Avec Ce qui nous lie, son premier long métrage documentaire, Sonam Larcin se penche sur ce qui fait le corps et le coeur de la relation qui unit parents et enfants.
« Je me souviens que quand j’étais petit, je rêvais de fonder une famille avec plein d’enfants. » Ainsi commence le voyage entamé par Sonam Larcin dans Ce qui nous lie, exploration des sentiments parentaux et filiaux, et de ce qui au plus profond de nous, fait famille. Car ce rêve va se heurter pour le cinéaste aux conditions de son accomplissement. Comment, en tant que couple homosexuel, envisage-t-on aujourd’hui l’odyssée de la parentalité? Quels sont les moyens existants, les chemins à suivre, les rencontres possibles?
Explorant tout à la fois les spécificités de l’homoparentalité, et son propre rapport au père, le cinéaste questionne les idées préconçues et autres idées toutes faites qui façonne notre regard sur ce que représente le fait d’être parent. Ce verbe « être » se retrouve d’ailleurs au coeur de sa réflexion, en opposition au fait « d’avoir » ou de « faire » un enfant. La parentalité est avant tout un état, avant d’être une action, une condition ou même une possession.
Sur son chemin, les couples homoparentaux qui ont fait le choix d’une procréation pour autrui se livrent sur l’aspect génétique de la parentalité, tout comme l’une de ses amies, interrogée sur le don d’ovocyte. Quid du lien biologique, qu’est-ce qui fait famille, les gènes? Mais alors pourquoi tant de parents génétiques sont-ils absents quand ceux du coeur, et du quotidien sont présents? Peut-il y avoir une asymétrie dans la parentalité?
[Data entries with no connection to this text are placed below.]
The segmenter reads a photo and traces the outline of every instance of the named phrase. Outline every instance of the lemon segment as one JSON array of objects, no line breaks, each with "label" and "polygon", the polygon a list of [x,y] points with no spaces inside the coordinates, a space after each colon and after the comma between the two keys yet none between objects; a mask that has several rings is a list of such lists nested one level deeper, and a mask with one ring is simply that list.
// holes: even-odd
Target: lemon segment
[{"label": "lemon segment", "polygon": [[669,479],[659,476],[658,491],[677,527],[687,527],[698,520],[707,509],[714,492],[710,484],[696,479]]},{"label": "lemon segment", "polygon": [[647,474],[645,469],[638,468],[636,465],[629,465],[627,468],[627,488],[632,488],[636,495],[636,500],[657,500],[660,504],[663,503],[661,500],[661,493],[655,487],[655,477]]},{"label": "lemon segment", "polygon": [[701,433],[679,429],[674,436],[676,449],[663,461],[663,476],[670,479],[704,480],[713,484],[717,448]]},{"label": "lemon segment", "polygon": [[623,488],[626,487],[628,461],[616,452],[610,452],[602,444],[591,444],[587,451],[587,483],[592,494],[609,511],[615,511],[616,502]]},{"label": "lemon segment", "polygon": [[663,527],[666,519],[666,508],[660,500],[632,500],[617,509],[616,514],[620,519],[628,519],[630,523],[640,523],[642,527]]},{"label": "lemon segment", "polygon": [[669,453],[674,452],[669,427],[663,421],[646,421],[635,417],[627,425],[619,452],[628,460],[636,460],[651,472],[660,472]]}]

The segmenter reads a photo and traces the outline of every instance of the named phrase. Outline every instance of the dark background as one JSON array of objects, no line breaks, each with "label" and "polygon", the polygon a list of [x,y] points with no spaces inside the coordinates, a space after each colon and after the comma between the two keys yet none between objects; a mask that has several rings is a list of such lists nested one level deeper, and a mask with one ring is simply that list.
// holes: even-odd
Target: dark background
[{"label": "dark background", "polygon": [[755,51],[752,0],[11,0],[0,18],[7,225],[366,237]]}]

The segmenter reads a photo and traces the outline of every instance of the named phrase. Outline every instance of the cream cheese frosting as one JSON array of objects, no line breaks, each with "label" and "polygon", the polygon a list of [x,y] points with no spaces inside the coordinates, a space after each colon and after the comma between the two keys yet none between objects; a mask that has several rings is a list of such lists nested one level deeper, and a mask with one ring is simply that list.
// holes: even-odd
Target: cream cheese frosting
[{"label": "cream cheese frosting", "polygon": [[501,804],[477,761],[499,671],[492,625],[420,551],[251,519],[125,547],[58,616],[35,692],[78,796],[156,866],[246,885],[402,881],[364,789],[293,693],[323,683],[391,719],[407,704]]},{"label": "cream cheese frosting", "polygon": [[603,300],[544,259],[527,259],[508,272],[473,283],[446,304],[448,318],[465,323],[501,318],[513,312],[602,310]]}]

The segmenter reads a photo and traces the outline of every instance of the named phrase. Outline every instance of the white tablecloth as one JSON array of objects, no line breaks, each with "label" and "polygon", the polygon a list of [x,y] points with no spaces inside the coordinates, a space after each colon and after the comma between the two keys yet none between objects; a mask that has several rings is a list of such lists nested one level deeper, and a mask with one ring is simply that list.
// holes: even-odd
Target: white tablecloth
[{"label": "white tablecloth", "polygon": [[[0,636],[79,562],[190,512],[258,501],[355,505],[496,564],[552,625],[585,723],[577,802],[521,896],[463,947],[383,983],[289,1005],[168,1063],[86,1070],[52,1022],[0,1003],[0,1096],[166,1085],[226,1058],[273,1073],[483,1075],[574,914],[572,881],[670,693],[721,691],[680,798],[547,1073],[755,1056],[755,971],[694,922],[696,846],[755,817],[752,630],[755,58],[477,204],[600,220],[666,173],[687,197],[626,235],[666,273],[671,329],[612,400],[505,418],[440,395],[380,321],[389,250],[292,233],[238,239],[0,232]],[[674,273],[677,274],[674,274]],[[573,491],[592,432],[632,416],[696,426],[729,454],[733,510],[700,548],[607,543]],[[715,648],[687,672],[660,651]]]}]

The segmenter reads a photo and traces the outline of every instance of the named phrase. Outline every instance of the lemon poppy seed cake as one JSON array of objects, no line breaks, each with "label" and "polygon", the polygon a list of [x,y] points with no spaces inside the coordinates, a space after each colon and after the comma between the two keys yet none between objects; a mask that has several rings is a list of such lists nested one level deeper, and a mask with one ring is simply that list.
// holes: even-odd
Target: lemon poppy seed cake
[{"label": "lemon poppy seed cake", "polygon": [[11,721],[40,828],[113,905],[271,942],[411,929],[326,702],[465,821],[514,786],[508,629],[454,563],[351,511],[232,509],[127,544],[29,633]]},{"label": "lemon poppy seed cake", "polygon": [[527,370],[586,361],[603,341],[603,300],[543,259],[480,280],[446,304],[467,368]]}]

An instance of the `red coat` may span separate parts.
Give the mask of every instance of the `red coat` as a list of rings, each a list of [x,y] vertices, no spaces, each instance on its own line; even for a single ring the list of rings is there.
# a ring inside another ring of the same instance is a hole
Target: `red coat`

C’est aussi la place de l’enfantement qui est observée. Le film se penche sur la part de la pression sociale dans le fait de faire famille, mais aussi sur le sentiment du « devoir de reproduction », celui qui sert à préserver la continuité de l’arbre généalogique.
Cette réflexion ouverte sur la parentalité est rythmée tout au long du film par les retrouvailles entre le cinéaste et son propre père, un père finalement absent car intermittent, que le jeune garçon voit sporadiquement. Le vieil homme se confie, d’abord avec pudeur, puis avec une émouvante sincérité, sur cette difficulté à créer le fameux lien quand on se croise tous les 15 jours. « Le courant ne passait pas », se souvient-il, « on n’avait pas eu le temps de créer des choses ». N’empêche que ce lien parfois, souvent indéfectible, est aussi un lien évolutif, un lien souple comme un roseau, que père et fils vont réactiver à la faveur d’un échange, de l’ouverture d’un dialogue qui va contribuer à donner corps et coeur à la relation. Y poser des mots permettra de lui donner de l’épaisseur.
Ce double mouvement exploratoire de Ce qui nous lie dresse un portrait sensible et émouvant de ce que peut vouloir dire faire famille aujourd’hui.